Instrumental Conditioning: Comprehensive Study Notes (Lecture 2)

Instrumental Conditioning

  • Instrumental conditioning (also called operant conditioning) is learning the associations between a voluntary response and its consequences (outcomes).
  • The learner produces a response (emitted, not elicited) and the response is reinforced or punished, altering future behavior.
  • You operate on the environment to obtain rewards or avoid punishments; your action is instrumental in obtaining the outcome.
  • Key idea: learning is about how actions lead to consequences, shaping future propensity to respond.

Thorndike’s Law of Effect

  • Core idea: actions followed by favourable consequences tend to be repeated; actions followed by punishment tend to be avoided.
  • Everyday illustration:
    • Example of repetition: I study for tests because I tend to get better marks.
    • Example of avoidance: I do not skip tutorials after having previously received a Technical Fail.
  • Implication: the environment contingently strengthens or weakens actions based on their outcomes.

Operant Conditioning: Core Concepts

  • Also called instrumental conditioning.
  • Distinction from classical (Pavlovian) conditioning:
    • Operant conditioning involves a voluntary, emitted response.
    • The response is followed by consequences that reinforce or punish (outcomes).
  • Learning involves the organism operating on the environment to obtain rewards and to avoid punishments.
  • Important terminology:
    • Reinforcement: an outcome that strengthens the tendency to emit the response.
    • Punishment: an outcome that weakens the tendency to emit the response.
    • Positive/Negative are not about good/bad; they refer to whether something is added or removed.

Positive and Negative (Not Valence)

  • Positive means something is added to the environment following a response.
  • Negative means something is removed from the environment following a response.

Reinforcement and Punishment (Definitions)

  • Reinforcement: a reinforcer is an event following a response that strengthens the tendency to make that response.
    • Skinner (1953): “The only defining characteristic of a reinforcer is that it reinforces.”
  • Punishment: an event following a response that weakens the tendency to make that response.
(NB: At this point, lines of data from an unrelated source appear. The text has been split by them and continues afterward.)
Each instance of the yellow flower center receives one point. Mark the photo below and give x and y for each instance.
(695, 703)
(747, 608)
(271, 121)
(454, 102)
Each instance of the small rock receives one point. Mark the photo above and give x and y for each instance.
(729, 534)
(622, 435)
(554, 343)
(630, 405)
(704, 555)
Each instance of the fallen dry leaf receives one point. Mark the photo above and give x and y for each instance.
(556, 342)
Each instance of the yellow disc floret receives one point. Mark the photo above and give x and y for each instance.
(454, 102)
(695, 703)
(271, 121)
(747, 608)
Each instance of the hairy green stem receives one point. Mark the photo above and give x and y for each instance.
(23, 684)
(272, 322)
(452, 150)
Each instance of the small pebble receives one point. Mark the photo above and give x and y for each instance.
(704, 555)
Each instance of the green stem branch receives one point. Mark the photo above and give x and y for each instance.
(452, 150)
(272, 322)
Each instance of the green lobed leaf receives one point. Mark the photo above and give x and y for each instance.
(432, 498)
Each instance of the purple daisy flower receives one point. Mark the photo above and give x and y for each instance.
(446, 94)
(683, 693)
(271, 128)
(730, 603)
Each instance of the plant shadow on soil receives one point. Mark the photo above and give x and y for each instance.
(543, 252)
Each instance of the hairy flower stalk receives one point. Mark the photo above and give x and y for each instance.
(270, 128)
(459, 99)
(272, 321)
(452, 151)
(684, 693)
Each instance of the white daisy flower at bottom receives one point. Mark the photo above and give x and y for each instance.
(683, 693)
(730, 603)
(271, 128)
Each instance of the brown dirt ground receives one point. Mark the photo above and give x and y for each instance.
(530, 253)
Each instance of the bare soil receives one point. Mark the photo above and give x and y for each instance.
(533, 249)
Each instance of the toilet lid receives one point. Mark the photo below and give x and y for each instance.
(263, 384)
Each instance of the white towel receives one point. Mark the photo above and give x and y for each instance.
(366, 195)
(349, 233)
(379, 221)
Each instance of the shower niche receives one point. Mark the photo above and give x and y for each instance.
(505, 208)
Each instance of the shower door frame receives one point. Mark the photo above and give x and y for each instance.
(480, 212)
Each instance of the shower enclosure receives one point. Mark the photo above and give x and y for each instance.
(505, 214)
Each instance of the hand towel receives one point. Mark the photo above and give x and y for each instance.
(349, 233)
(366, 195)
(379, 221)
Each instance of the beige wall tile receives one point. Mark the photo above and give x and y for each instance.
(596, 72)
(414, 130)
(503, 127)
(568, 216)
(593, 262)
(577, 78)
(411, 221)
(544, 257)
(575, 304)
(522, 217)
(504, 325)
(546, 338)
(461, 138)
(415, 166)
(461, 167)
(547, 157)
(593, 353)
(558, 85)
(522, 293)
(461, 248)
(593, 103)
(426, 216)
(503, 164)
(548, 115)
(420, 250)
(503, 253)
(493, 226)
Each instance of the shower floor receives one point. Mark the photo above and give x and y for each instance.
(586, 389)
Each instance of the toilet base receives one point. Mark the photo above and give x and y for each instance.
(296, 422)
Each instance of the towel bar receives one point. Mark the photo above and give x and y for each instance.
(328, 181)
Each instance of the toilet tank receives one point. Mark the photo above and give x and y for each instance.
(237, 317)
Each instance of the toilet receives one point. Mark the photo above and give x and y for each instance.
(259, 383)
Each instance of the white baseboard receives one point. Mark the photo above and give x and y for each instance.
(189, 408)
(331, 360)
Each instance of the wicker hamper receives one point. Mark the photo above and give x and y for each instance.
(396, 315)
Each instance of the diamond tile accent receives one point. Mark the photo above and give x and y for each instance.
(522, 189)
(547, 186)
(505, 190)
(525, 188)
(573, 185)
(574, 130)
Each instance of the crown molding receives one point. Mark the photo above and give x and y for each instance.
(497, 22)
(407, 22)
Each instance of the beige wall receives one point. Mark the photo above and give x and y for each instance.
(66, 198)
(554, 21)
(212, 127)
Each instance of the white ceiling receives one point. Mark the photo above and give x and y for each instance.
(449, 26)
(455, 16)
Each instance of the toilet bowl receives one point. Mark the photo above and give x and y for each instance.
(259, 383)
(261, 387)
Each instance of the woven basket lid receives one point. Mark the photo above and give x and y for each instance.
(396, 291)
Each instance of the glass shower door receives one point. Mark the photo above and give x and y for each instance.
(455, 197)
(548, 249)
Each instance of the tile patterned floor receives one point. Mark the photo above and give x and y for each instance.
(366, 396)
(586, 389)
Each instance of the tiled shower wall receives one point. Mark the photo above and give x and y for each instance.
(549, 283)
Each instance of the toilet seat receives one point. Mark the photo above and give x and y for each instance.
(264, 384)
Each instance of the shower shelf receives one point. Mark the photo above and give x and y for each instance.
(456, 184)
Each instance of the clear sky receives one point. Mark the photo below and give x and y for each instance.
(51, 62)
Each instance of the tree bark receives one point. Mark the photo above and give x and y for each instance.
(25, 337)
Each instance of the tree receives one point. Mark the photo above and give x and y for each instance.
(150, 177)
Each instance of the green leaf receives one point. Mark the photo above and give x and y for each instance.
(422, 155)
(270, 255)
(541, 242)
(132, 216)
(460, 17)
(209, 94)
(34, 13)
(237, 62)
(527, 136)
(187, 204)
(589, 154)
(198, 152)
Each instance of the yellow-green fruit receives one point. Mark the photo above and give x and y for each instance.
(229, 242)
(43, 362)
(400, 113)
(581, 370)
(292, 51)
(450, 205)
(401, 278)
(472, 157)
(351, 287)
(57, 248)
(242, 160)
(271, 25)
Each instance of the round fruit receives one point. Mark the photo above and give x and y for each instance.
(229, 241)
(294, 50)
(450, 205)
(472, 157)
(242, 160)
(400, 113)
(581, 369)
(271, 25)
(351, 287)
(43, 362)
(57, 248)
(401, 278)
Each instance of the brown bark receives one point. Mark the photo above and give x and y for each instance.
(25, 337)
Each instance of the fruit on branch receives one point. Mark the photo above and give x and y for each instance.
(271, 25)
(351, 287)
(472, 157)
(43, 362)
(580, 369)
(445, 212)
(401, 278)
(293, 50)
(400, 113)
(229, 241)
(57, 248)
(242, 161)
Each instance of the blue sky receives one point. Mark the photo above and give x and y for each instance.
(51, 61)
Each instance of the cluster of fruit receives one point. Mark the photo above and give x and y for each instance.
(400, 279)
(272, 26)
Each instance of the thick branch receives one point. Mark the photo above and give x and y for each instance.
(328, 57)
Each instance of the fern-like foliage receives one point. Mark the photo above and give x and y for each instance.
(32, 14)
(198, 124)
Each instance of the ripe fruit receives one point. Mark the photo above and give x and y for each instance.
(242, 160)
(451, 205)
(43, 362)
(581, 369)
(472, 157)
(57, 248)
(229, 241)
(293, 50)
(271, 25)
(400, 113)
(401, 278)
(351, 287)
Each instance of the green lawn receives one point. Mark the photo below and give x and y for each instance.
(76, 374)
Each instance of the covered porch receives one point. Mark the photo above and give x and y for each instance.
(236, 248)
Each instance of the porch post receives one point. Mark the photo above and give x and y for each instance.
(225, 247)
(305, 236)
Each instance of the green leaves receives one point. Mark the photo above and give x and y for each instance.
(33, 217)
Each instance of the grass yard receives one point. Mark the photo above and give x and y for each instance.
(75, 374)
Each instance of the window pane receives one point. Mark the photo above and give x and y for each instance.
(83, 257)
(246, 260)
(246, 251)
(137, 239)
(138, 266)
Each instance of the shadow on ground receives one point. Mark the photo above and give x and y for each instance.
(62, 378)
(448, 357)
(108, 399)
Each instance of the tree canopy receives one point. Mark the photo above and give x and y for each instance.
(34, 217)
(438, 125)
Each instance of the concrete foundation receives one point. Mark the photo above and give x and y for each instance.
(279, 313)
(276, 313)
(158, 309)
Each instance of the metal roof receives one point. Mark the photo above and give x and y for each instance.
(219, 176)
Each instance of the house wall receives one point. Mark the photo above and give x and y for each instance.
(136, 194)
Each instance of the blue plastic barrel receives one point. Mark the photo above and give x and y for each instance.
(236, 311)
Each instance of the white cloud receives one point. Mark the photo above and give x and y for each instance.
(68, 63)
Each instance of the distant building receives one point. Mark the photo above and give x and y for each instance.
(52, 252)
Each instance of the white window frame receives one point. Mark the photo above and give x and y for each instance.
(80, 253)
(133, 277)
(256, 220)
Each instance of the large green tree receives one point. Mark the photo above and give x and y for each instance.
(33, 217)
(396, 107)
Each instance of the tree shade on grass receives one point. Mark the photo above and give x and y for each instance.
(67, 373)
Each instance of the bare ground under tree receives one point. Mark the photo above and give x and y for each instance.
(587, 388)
Putting it all together: The Response Matrix

  • Reinforcement tends to increase the instrumental response; Punishment tends to decrease it.
  • When reinforcing:
    • Positive reinforcement: add a reward to increase behaviour.
    • Negative reinforcement: remove a negative consequence to increase behaviour.
  • When punishing:
    • Positive punishment: add a negative consequence to decrease behaviour.
    • Negative punishment: remove a positive consequence to decrease behaviour.

Positive Reinforcement (example)

  • Example: A child brushes their teeth and receives a sticker.
    • Sticker added → POSITIVE.
    • The child is more likely to brush teeth in the future.
    • Outcome: the behaviour of tooth brushing increases → REINFORCEMENT.

Positive Punishment (example)

  • Example: A student asks a question and is heavily criticized by the teacher.
    • Criticism added → POSITIVE.
    • The student is less likely to ask questions in the future.
    • Outcome: asking questions decreases → PUNISHMENT.

Negative Reinforcement (example)

  • Example: You use a spot cream or patch; painful acne goes away.
    • Acne reduced/removed → NEGATIVE.
    • You’re more likely to use spot cream/patch next time you have painful acne.
    • Outcome: use of spot treatment increases → REINFORCEMENT.

Negative Punishment (example)

  • Example: A child swears at his parents; phone privileges are taken away.
    • Phone privileges removed → NEGATIVE.
    • He’s less likely to swear at his parents in the future.
    • Outcome: swearing decreases → PUNISHMENT.

Shaping

  • When an animal does not perform the desired behaviour yet, you reinforce progressively closer approximations to the target behaviour.
  • This technique builds complex behaviours by rewarding successive approximations.

B.F. Skinner Shaping: A Pigeon to Turn Around

  • Classic demonstration of shaping: conditioning a pigeon to perform a new, complex action by reinforcing incremental steps toward the goal.

Problems with Punishment

  • Learners may simply avoid punishment rather than learning the desired behaviour (avoidance).
  • Punishment can inhibit all behaviour, not just the undesired one.
  • It is important to reinforce an alternative (adopt a competing, desirable behaviour).
  • Punishment can create dislike or fear of the punisher (Pavlovian conditioning).
  • Observational learning: learners may copy the punisher.
  • If punishment works, the punisher may be rewarded indirectly (e.g., violence rewarded by reduced undesired behavior).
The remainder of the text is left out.